Após aplicação dos modelos de privacidade foi possível demonstrar que o risco de re-identificação diminuiu substancialmente, chegando a atingir valores ínfimos quando aplicada a técnica de “Differential Privacy”. Não obstante, independentemente da aparente eficácia do processo de anonimização, será sempre necessário admitir que persistem riscos de re-identificação, por mais residuais que possam parecer. De notar que os modelos de quantificação de risco apresentados neste documento têm como premissa que um potencial atacante não possui qualquer informação adicional sobre os indivíduos. Sempre que tal não se verifique, o risco de re-identificação será tendencialmente superior, e no limite até poderá comprometer a possibilidade de divulgação de quaisquer dados pessoais, conforme exemplificado nos diversos ataques apresentados no capítulo “4. Falhas na anonimização”.

Por outro lado, o risco não deverá ser visto exclusivamente como um bloqueio. Os processos de anonimização são fundamentais para viabilizar a disponibilização de determinadas informações para as empresas e para a sociedade, pelo que, em última análise, trabalhar com anonimização de dados pessoais significa gerir risco (e conformidade com as normas e leis em vigor). Caberá sempre às empresas a responsabilidade de reavaliar regularmente os riscos associados aos processos de anonimização, mesmo que estes tenham já ocorrido no passado.

Com o desenvolvimento deste trabalho tornou-se evidente que o desafio não passa apenas pela anonimização ou de-identificação dos dados pessoais, mas também por conseguir assegurar a veracidade (os resultados serem representativos da mesma realidade dos dados originais), a qualidade (minimizar a generalização dos atributos) e utilidade (minimizar a supressão de registos) dos mesmos. Para tal, considera-se fundamental o envolvimento ativo dos destinatários finais da informação, visando a adequada calibração dos modelos de privacidade.

É também de realçar que, mesmo de-identificados ou até eventualmente anonimizados, os dados não deixam de conter informação potencialmente confidencial

da empresa, pelo que continua a ser fundamental precaver obrigações contratuais de sigilo profissional.

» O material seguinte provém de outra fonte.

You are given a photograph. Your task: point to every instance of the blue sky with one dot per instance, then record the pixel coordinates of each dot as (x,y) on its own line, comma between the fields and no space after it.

Em muitas situações a de-identificação implicará a destruição da qualidade dos dados, pelo que as empresas terão que garantir a conformidade com a nova regulamentação europeia, caso pretendam preservar ou distribuir essa informação. Tal deverá originar ajustes ao nível do consentimento informado para recolha dos dados, formação e sigilo dos trabalhadores, implementação de sistemas seguros e que sigam as melhores práticas de “Privacy by Design”, assim como promover as respetivas avaliações de risco.

Complementarmente, e de forma a acautelar a conformidade com o GDPR, as empresas poderão também optar por implementar produtos e serviços previamente certificados (e.g. com o selo EuroPriSe), assim como realizar periodicamente Privacy

Impact Assessments (PIA) de forma a auditar os diversos processos organizacionais.

Como trabalho futuro foi identificada a necessidade de desenvolvimento de um algoritmo que permita quantificar o risco de re-identificação associado a bases de dados pseudonimizadas (e.g. via processos de data masking), sugerindo-se como ponto de partida o trabalho desenvolvido em [17] [18] [19].

Por fim, considera-se também importante complementar este trabalho, através da demonstração da aplicação prática destas técnicas de anonimização a bases de dados de organismos públicos, de forma a validar as conclusões obtidas.